A third character is added to their partnership as an escape hatch for Cassie, as Rob’s fully-expected meltdown goes into full burn. Briefly, with the third partner, the story segues into an exploration of the political motive. Aside from functioning as a distraction (“Look! A shiny thing!”) this subplot serves only to embody some kind of jaded, cynical, post-modernist Irish artistic credo: Everyone is conflicted; most people are corrupt; innocence will be defiled; deal with it.
I would deal with it, honestly, if I weren’t growing more impatient with our first-person narrator by the minute. At least four times Rob tells us that Cassie “gave me a long look I couldn’t decipher,” or “a look I couldn’t read,” or “a long look I couldn’t read.” About the third time, Rob should be saying, “What?” and everybody knows it. And Cassie, who lets him sleep in her living room and rescues him from every scrape, should be seriously considering getting a new partner.
These problems could have been addressed by choosing third-person point of view. The distance of third-person, even a close third-person, would make Rob’s flailing and floundering more poignant and less like the maunderings of the drunk in the seat next to you on an airplane. French is trying for the time-honored literary device of the unreliable narrator here, but the trick of the unreliable narrator is that you have to believe them about something.
As for French’s resolution of the twenty-year-old mystery, that is purely and simply a failure of nerve.
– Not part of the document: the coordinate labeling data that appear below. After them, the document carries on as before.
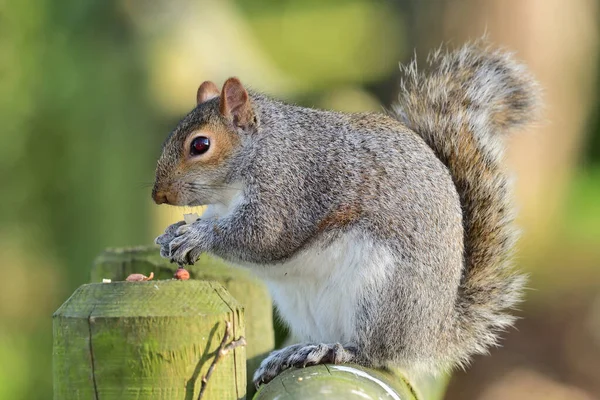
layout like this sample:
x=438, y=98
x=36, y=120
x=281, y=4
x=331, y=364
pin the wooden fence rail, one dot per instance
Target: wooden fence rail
x=157, y=339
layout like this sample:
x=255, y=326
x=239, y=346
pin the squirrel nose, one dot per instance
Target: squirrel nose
x=160, y=197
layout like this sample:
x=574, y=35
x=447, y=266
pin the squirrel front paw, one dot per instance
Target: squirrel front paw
x=300, y=356
x=181, y=243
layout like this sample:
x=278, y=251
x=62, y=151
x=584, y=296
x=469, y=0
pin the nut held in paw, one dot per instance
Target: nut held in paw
x=181, y=274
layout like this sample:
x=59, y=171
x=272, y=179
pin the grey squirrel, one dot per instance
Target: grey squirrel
x=384, y=239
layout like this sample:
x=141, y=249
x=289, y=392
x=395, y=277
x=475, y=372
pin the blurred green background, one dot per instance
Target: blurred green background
x=89, y=89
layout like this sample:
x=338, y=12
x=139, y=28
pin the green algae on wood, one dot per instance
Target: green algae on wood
x=117, y=264
x=146, y=340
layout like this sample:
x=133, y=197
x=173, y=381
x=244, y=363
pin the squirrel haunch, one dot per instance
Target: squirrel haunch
x=385, y=239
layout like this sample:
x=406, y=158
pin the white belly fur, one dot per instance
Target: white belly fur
x=317, y=292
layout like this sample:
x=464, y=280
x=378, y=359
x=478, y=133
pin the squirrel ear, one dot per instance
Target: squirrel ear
x=207, y=91
x=235, y=103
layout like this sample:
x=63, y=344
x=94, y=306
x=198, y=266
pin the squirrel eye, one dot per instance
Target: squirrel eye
x=199, y=145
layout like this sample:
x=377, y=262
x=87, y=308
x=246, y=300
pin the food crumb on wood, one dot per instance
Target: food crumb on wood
x=190, y=218
x=139, y=277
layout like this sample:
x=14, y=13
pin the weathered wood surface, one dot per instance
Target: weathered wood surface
x=348, y=382
x=146, y=340
x=117, y=264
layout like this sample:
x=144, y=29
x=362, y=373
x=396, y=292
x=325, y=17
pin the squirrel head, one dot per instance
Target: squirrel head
x=194, y=166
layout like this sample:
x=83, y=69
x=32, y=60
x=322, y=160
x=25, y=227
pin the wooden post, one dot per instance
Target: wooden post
x=117, y=264
x=147, y=340
x=349, y=382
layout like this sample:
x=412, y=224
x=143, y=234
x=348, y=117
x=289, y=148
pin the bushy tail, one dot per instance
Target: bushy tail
x=462, y=107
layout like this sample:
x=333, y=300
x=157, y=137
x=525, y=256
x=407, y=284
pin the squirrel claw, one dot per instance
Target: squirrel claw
x=301, y=356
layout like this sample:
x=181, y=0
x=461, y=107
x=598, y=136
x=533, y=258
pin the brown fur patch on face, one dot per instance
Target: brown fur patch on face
x=222, y=144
Just as I’m about to throw in the towel, however, I remember passages like this:
“The woods had never been more lush or more feral. Leaves threw off dazzles of sunlight like sparklers and the colors were so bright you would live on them, the smell of the fertile earth amplified into something as heady as church wine. We shot through humming clouds of midges and leaped ditches and rotten logs, branches swirled around us like water, swallows trapezed across our path and in the trees alongside I swear three deer kept pace with us. I felt light and lucky and wild, I had never run so fast or jumped so effortlessly high; one shove of my foot and I could have been airborne.(TF, 281)”
. . .and French seduces me back. The errors of the book are correctable errors, and despite my quibbling, I will probably read her next book, The Likeness, just to give her another chance to live up to the power of her prose.